Deep drilling, the kind you’d need to go down kilometres to a low-latitude Martian aquifer, is hugely challenging in terms of mass, power and manpower. Rotary drilling as we use on Earth is a tested technique, relatively low power, mechanically simple, and easily fixed in case of failure. But it requires a heavy support infrastructure, and in the dusty, cold, high-friction Martian environment any moving-part system would be vulnerable to many failure modes—lubrication failures, abrasion of bearings, loss of seal integrity.
A deep borehole will always require stabilisation to keep it from collapsing. The way this is done on Earth is to pump in a “working fluid” such as water or mud slurry. Water or mud will not work in Martian conditions; either would freeze immediately. Possibly some low-temperature lubricant oil would be suitable, but it would be very expensive to import such a fluid from Earth: you’re looking at tonnes of material, and if lost such a fluid load could not be replaced. The trick is to use working fluids produced from local materials, and the best bet may be to liquefy Mars’ carbon dioxide atmosphere. Unfortunately, carbon dioxide plus liquid water yields carbonic acid, a weak acid but corrosive; you would have to keep temperatures low enough throughout the borehole that ice chips do not melt, which will affect drilling rates, and to use corrosion-resistant materials.
This brief experience taught me a lot about the challenges of transferring heavy industrial operations to another world. In Pandora’s low gravity and toxic air, every tool, every machine, every material used will have to be redesigned, every technique re-examined.
And on Pandora the intense magnetic fields around unobtanium deposits are a novel significant problem for industry. Machines and tools can’t contain any ferromagnetic elements such as iron, cobalt or nickel because they would become so strongly magnetised their moving parts would seize up. Even some non-ferromagnetic elements like manganese become magnetic when combined with other elements, which limits the use of steel alloys and other materials. There are compounds that will work, such as tungsten carbide, but these are exotic and expensive. In addition, whenever you move a conducting material in a magnetic field electrical currents are induced. These can heat the material, interfere with circuitry, and interact with the global magnetic field to produce a resistance to motion.

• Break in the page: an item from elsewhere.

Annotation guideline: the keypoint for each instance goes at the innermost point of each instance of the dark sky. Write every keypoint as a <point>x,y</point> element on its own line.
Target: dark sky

A miner swinging a pick would feel like he was underwater, and the faster he moved the hotter the pick would get—not that a human miner would be allowed anywhere near an unobtanium lode.
Still, by the time RDA reaches Pandora it will be able to build on decades of experience of mastering hostile environments in the solar system. And everything we learned on Earth, since the days thousands of years ago when we were chipping flint nodules out of chalk beds, will have been rethought.
19
COPIES, CELLS AND COMPUTERS
In the movie Avatar we only glimpse Earth, but we see a lot more of the human colony on Pandora, the “Resources Development Administration Extra-Solar Colony,” more popularly known as Hell’s Gate.
And here we get to see some of the technological advances achieved by mid-twenty-second century Earth.
One challenge of the operations we see on Pandora is the sheer mass of the machinery required, such as the mining gear, the military hardware, the fixed structures at Hell’s Gate and elsewhere. Interstellar flight is always likely to be expensive, and the more mass you have to haul out, the more expensive it gets.
Given this, it would make sense to manufacture as much of your equipment as you could on Pandora using in situ resources. To get things up and running quickly you might bring out smart but lightweight components such as electronics from Earth, while manufacturing dumb but heavy components on Pandora.